Page 10: Tinjauan Pustaka HE

Laktulosa dan rifaximin merupakan pilihan populer untuk terapi pasien yang pernah mendapatkan episode ensefalopati hepatikum. Kepatuhan pasien pada pengobatan dibatasi oleh efek sampingnya pada sistem gastrointestinal. Pasien harus diedukasi untuk memonitor konsistensi dari gerakan ususnya dan menggunakan dosis yang tepat ketika menggunakan laktulosa.

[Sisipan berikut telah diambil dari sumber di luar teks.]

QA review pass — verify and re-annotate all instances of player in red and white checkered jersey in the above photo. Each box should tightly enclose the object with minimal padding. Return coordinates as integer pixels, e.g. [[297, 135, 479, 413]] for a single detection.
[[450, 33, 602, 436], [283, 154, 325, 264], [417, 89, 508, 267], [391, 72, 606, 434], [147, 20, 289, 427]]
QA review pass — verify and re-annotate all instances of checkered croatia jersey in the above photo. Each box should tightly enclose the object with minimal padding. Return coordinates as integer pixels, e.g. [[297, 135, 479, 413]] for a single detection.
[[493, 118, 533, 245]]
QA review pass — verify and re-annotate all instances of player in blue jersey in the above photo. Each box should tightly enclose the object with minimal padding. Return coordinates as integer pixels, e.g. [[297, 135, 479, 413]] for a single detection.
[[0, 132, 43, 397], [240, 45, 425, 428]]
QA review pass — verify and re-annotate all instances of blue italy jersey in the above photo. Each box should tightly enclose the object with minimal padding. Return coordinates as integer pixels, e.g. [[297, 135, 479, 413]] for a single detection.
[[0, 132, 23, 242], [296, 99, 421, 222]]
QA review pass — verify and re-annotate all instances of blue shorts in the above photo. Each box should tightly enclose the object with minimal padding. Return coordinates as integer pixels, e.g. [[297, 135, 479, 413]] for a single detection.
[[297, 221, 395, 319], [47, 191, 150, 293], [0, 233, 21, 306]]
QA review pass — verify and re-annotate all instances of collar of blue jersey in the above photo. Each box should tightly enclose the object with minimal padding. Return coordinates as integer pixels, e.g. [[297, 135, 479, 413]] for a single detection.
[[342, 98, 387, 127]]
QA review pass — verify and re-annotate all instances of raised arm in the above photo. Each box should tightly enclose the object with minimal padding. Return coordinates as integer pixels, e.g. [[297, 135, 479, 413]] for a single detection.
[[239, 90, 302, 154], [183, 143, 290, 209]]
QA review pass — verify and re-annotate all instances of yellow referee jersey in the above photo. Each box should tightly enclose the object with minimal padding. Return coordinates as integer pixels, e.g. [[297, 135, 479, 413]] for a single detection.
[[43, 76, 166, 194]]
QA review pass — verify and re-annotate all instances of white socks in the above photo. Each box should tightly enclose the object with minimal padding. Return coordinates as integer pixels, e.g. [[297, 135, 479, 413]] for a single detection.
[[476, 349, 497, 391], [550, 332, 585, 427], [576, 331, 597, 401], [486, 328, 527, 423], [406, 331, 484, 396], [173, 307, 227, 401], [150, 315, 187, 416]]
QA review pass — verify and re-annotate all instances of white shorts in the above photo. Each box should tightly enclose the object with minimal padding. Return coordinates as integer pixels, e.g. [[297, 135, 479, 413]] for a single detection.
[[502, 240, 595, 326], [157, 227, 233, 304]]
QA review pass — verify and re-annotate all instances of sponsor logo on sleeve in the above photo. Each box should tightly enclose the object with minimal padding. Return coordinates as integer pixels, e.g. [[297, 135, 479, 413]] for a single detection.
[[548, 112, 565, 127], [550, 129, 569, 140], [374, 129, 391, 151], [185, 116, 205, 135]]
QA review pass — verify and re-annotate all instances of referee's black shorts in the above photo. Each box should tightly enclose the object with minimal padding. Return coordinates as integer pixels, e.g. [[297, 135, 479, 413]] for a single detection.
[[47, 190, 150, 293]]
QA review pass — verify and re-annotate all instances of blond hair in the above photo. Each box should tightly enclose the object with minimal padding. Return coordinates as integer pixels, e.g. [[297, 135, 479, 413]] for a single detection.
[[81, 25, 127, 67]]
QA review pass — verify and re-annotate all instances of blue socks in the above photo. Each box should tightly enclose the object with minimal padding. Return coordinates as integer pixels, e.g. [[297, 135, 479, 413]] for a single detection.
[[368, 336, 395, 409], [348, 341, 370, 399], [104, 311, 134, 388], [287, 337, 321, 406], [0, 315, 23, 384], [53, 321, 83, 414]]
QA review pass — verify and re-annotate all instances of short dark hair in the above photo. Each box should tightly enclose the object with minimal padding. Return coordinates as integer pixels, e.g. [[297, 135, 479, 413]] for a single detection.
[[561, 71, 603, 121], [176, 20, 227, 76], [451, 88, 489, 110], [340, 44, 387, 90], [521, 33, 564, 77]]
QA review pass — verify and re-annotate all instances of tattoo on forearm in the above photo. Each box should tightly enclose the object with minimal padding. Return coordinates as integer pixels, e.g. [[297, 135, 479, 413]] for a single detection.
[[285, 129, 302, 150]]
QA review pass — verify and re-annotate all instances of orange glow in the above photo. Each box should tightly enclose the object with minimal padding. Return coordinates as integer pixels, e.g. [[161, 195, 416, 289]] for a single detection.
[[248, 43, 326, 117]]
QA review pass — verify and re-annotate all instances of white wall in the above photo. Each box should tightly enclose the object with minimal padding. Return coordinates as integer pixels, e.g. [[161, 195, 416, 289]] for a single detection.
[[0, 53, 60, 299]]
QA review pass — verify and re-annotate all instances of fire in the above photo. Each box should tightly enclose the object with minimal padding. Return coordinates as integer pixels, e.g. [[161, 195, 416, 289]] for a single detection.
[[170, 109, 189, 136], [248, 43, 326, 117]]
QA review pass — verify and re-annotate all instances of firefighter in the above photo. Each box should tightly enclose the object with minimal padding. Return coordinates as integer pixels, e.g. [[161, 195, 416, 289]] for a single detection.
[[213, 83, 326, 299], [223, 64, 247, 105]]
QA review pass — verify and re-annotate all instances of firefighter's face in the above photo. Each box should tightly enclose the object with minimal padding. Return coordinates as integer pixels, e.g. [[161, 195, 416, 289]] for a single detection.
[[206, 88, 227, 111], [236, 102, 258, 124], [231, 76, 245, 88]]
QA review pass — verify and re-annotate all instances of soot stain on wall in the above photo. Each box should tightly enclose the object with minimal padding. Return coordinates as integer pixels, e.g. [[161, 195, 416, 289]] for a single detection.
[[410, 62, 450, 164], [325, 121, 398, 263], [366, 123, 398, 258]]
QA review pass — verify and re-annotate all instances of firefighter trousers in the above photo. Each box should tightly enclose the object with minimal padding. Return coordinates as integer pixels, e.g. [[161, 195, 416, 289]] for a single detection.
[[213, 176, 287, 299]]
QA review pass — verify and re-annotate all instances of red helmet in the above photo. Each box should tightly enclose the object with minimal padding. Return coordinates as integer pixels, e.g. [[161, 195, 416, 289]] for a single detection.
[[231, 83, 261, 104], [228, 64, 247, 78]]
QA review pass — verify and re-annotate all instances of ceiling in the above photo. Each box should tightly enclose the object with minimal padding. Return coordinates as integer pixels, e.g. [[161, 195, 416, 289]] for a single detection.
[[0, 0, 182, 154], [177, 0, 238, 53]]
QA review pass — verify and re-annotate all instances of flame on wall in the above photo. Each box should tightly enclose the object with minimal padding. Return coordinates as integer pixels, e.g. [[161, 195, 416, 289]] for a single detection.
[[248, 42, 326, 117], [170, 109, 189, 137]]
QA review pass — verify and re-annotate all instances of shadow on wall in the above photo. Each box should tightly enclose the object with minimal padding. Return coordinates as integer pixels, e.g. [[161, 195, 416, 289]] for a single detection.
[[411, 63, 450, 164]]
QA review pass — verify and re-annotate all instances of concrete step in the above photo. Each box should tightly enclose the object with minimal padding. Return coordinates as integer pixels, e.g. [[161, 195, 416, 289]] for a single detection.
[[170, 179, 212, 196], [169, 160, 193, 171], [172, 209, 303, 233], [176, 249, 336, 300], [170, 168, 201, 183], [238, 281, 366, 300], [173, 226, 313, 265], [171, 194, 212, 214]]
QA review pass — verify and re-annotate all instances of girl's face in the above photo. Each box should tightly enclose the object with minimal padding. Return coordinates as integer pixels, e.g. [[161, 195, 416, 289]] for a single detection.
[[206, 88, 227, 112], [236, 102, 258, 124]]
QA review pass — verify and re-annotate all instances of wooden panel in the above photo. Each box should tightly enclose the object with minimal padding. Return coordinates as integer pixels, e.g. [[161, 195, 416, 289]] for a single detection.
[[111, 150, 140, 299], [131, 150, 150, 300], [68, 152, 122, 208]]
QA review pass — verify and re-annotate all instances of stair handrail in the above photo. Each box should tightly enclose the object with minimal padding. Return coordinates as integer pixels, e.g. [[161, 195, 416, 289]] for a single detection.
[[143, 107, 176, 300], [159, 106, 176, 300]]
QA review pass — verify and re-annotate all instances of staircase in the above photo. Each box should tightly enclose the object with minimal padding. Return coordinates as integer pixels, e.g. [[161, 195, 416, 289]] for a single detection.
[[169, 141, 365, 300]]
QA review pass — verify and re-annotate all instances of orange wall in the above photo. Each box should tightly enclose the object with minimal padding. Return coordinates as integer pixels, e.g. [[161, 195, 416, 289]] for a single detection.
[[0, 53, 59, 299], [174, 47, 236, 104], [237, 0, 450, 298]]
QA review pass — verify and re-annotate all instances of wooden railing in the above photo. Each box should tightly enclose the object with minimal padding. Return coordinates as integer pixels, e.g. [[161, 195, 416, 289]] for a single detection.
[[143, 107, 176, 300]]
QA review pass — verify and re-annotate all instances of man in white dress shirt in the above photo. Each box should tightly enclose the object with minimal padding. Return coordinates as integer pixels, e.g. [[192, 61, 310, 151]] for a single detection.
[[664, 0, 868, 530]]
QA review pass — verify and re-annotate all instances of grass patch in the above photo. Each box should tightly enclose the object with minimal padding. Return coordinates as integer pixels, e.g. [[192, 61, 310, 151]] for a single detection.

Rifaximin merupakan terapi yang efektif untuk mencegah rekurensi ensefalopati hepatikum. Pasien yang mendapatkan setidaknya 2 episode ensefalopati hepatikum dan dalam masa remisi dan menerima laktulosa dan rifaximin atau plasebo. Pasien dengan rifaximin dapat memelihara status remisi mereka lebih efektif daripada pasien yang menerima plasebo. Rifaximin berhubungan dengan peningkatan tolerabilitas dan penurunan efek samping dibandingkan dengan plasebo.Transplantasi liver ortotopik merupakan solusi utama bagi pasien yang menderita ensefalopati hepatikum. Tingkat ensefalopati hepatikum sebelum transplantasi hati berhubungan dengan durasi harapan hidup setelah transplantasi. Operasi pirau portosistemik atau TIPS memperberat ensefalopati hepatikum karena amonia didalam sirkulasi usus dapat memmotong jaur metabolisme pertama dihati dan langsung menuju otak. Gejala ensefalopati hepatikum akibat dari pirau portosistemik tapi prosedur ini hanya diindikasikan pada pasien yang bukan merupakan kandidat untuk transplantasi.